Please talk this through with women's aid, you might have to try a few times to get through.
If you are the main carer there's very little chance he'd get residency no matter what, but this situation is not healthy or normal and I would strongly recommend that you talk to someone about it. A friend, your gp, someone you trust.
Tough one. Arguably the shouting could count as emotional abuse too. Him pushing you could be understood as a reaction. Did he actually do any physical harm and you can evidence that? Is it also the first time? As continued physical actions is abuse.
Have you been emotionally abusive to your DD at all? Shouting at her unreasonably?
I very much doubt you will lose your girl based on what you've said above. You have parental responsibility, so you're entitled to leave if you can't stay and you're looking after her day to day needs. However I'd advise you not to deny contact with your husband as that is unreasonable.
You could end up with 50:50. Would you be happy with that? Do you want to save your relationship?
How horrible for you
Sounds like he's doing what he can to make your MH worse, and then using it against you when you react
Okay this is a red flag a warning sign, you shouting is not acceptance for him to push you,
Do not make excuses for him, you need to address I can tell you for sure it will not end with one push
Sorry to be blunt but I want you to know the facts and I want you to be safe I speak from a woman who let this sort of thing continue once which has lead to many many many more encounters like your I made excuse after excuse for year and years and years please don't waste your life like I have mine be strong.

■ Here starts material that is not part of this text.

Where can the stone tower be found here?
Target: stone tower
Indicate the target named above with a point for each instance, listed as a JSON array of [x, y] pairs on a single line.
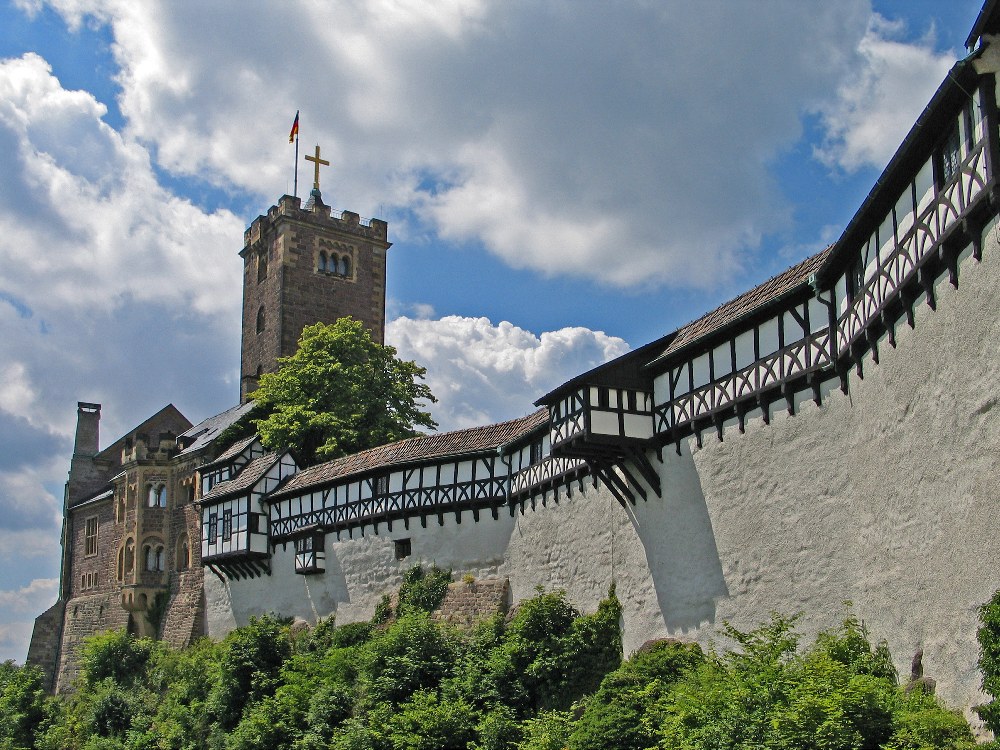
[[304, 265]]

Deep down you know it is wrong as I did, I wish you well and if you need any help please PM me,
Take big care and stay safe.
oh and btw you wont lose your daughter no one you haven't done anything wrong, this is control and manipulation people behave like this when they have what they want threatened. Its like a child always refer back to that its a bit like that mine you aren't having that"
And your post does not sound unstable in anyway, just because you are on antidepressants that does not make you unstable, you are addressing your condition and not ignoring it, my goodness if every woman that was on antidepressants lost their children, no kids would have mums, really stand strong and look stuff up they do not take children away from mothers. He is using scare tactics to make you stay.